Erasmi Stefan, Klinge Michael, Dulamsuren Choimaa, Schneider Florian, Hauck Markus
Thuenen Institute of Farm Economics, Bundesallee 63, 38116, Braunschweig, Germany.
Department of Physical Geography, Institute of Geography, University of Goettingen, Goldschmidtstraße 5, 37077, Goettingen, Germany.
Environ Monit Assess. 2021 Mar 18;193(4):200. doi: 10.1007/s10661-021-08996-1.
The monitoring of the spatial and temporal dynamics of vegetation productivity is important in the context of carbon sequestration by terrestrial ecosystems from the atmosphere. The accessibility of the full archive of medium-resolution earth observation data for multiple decades dramatically improved the potential of remote sensing to support global climate change and terrestrial carbon cycle studies. We investigated a dense time series of multi-sensor Landsat Normalized Difference Vegetation Index (NDVI) data at the southern fringe of the boreal forests in the Mongolian forest-steppe with regard to the ability to capture the annual variability in radial stemwood increment and thus forest productivity.
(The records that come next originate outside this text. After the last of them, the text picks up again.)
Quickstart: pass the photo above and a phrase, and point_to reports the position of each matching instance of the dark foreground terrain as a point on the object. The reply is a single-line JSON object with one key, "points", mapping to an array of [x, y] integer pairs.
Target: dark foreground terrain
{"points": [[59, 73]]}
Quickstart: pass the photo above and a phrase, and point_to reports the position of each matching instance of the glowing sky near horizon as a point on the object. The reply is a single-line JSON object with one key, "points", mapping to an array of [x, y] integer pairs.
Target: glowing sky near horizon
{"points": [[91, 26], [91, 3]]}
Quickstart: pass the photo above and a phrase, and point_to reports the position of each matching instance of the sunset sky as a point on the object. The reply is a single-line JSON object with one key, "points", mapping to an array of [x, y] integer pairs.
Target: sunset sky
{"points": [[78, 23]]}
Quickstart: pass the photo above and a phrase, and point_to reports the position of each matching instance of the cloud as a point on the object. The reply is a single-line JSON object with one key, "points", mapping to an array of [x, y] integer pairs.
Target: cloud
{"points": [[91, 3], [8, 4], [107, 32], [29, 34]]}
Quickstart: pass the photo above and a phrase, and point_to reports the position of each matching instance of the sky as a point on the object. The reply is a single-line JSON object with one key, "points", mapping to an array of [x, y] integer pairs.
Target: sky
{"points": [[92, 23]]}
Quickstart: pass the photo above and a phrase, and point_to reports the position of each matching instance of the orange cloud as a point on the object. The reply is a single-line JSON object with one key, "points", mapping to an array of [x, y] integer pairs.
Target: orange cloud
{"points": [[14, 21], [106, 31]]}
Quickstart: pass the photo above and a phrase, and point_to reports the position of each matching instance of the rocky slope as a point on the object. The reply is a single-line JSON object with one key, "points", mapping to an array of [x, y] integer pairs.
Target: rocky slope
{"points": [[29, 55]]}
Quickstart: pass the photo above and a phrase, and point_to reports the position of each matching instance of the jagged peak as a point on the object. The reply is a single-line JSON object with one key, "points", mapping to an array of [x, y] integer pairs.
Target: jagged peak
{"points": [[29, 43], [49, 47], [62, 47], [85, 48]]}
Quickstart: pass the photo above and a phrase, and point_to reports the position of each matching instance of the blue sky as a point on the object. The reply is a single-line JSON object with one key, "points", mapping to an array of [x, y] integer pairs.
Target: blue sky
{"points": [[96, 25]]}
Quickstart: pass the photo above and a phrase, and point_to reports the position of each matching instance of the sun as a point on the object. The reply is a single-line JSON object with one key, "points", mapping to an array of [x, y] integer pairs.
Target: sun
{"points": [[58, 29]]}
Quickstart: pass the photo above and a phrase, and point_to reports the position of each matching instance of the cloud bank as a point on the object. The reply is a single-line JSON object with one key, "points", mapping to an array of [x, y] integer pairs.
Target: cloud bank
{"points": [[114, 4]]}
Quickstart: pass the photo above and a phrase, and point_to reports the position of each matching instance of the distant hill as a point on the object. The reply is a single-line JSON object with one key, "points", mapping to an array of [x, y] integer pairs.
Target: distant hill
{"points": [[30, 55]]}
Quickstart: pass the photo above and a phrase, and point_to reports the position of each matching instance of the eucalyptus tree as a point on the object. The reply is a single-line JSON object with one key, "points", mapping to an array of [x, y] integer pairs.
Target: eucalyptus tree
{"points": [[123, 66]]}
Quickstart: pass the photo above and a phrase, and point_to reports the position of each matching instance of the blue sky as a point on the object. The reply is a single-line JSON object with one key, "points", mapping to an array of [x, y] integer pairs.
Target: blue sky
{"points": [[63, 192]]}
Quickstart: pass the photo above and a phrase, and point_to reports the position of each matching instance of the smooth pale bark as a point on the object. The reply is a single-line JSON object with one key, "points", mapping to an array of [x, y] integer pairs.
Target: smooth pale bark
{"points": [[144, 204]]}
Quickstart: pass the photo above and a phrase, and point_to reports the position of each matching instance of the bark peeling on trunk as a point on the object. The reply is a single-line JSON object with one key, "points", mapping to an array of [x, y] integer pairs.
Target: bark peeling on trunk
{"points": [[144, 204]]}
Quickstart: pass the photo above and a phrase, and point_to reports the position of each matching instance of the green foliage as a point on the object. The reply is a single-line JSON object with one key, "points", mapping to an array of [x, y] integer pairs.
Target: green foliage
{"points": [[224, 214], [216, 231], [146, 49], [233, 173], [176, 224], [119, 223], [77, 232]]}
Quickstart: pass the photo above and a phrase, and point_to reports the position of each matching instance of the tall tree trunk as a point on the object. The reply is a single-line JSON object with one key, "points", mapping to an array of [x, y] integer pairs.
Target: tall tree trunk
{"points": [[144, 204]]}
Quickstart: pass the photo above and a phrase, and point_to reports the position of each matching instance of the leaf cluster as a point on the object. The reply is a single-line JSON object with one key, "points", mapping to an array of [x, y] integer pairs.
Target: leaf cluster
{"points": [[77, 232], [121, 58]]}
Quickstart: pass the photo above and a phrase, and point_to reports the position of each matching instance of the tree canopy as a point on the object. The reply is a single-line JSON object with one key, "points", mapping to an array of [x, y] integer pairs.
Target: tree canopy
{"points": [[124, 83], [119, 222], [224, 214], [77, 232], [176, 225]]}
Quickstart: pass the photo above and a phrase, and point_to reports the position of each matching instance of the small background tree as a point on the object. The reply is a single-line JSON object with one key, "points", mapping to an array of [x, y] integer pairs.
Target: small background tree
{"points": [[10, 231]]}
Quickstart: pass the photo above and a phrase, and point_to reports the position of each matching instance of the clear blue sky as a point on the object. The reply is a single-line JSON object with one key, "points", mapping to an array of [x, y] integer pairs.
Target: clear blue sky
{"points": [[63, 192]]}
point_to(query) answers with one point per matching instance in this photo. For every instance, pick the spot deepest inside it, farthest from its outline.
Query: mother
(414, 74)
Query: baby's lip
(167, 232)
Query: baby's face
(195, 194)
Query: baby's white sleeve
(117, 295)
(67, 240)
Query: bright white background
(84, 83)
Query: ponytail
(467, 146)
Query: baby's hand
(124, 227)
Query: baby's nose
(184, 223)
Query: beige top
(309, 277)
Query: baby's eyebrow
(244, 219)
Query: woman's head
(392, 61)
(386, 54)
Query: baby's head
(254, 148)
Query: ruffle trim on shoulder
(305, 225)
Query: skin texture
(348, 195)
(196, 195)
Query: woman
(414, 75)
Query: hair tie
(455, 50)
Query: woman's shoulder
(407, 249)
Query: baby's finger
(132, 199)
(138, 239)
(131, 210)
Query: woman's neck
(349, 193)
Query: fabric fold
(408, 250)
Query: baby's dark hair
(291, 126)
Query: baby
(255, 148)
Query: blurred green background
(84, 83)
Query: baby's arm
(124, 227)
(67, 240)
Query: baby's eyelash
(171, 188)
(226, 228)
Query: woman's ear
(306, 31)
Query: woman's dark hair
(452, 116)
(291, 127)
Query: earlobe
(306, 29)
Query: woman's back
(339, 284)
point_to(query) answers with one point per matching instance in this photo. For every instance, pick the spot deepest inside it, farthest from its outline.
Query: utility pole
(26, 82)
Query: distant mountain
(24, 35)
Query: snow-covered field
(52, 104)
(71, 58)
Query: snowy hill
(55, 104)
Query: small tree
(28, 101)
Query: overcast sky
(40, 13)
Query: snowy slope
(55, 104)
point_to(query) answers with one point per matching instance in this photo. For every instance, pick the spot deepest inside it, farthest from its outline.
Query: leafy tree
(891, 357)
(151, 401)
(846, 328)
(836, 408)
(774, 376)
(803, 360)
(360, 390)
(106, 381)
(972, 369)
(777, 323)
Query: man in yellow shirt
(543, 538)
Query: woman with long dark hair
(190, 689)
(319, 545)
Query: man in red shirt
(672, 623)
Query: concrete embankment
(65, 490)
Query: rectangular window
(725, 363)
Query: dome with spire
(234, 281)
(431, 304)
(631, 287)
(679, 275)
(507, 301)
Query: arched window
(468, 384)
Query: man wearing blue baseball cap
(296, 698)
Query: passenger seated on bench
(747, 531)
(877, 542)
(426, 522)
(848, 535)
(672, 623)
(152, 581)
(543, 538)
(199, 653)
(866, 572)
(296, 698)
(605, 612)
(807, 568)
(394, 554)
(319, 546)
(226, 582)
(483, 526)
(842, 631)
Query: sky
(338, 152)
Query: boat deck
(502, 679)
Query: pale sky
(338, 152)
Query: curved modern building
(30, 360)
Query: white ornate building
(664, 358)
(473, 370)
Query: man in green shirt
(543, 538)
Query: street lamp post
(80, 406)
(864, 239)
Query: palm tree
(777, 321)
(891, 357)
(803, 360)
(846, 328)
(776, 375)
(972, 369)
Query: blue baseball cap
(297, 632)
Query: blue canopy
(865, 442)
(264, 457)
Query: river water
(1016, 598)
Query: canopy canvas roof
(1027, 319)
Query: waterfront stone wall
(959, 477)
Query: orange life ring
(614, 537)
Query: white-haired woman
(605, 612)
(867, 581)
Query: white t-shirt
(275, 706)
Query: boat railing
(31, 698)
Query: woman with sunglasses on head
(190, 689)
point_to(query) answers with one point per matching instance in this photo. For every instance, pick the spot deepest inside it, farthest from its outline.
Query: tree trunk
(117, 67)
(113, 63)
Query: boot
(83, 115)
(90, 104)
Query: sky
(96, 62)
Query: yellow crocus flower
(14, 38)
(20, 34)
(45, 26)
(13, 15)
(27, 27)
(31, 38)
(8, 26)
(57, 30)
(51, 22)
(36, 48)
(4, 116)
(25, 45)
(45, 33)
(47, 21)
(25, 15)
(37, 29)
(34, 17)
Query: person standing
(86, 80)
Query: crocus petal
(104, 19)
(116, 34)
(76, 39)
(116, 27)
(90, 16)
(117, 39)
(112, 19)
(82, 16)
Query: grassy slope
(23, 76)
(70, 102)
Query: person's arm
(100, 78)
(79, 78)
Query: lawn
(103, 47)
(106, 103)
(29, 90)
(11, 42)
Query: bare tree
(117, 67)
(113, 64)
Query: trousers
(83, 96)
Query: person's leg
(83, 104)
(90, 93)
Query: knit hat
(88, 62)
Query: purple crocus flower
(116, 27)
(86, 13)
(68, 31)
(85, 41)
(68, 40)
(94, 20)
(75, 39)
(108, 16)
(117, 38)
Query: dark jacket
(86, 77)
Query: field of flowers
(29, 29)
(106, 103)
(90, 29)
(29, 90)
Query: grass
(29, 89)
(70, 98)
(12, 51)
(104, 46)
Forest productivity was assessed from dendrochronological series of Siberian larch (Larix sibirica) from 15 plots in forest patches of different ages and stand sizes. The results revealed a strong correlation between the maximum growing season NDVI of forest sites and tree ring width over an observation period of 20 years. This relationship was independent of the forest stand size and of the landscape's forest-to-grassland ratio. We conclude from the consistent findings of our case study that the maximum growing season NDVI can be used for retrospective modelling of forest productivity over larger areas. The usefulness of grassland NDVI as a proxy for forest NDVI to monitor forest productivity in semi-arid areas could only partially be confirmed. Spatial and temporal inconsistencies between forest and grassland NDVI are a consequence of different physiological and ecological vegetation properties. Due to coarse spatial resolution of available satellite data, previous studies were not able to account for small-scaled land-cover patches like fragmented forest in the forest-steppe. Landsat satellite-time series were able to separate those effects and thus may contribute to a better understanding of the impact of global climate change on natural ecosystems.
在陆地生态系统从大气中进行碳固存的背景下,监测植被生产力的时空动态具有重要意义。长达数十年的中等分辨率地球观测数据完整档案的可获取性,极大地提升了遥感技术在支持全球气候变化和陆地碳循环研究方面的潜力。我们研究了蒙古森林草原北方森林南缘多传感器陆地卫星归一化植被指数(NDVI)的密集时间序列数据,以评估其捕捉径向树干生长增量年际变化进而反映森林生产力的能力。通过对不同年龄和林分规模的森林斑块中15个样地的西伯利亚落叶松(Larix sibirica)进行树木年代学序列分析,评估森林生产力。结果显示,在20年的观测期内,森林站点生长季最大NDVI与树轮宽度之间存在很强的相关性。这种关系与林分规模和景观中的森林与草原比例无关。从我们案例研究的一致结果中,我们得出结论,生长季最大NDVI可用于对更大区域的森林生产力进行回顾性建模。在半干旱地区,用草地NDVI作为森林NDVI的替代指标来监测森林生产力的有效性只能得到部分证实。森林和草地NDVI在时空上的不一致是不同植被生理和生态特性的结果。由于现有卫星数据空间分辨率粗糙,以往研究无法考虑像森林草原中破碎森林这样的小尺度土地覆盖斑块。陆地卫星时间序列能够分离这些影响,从而有助于更好地理解全球气候变化对自然生态系统的影响。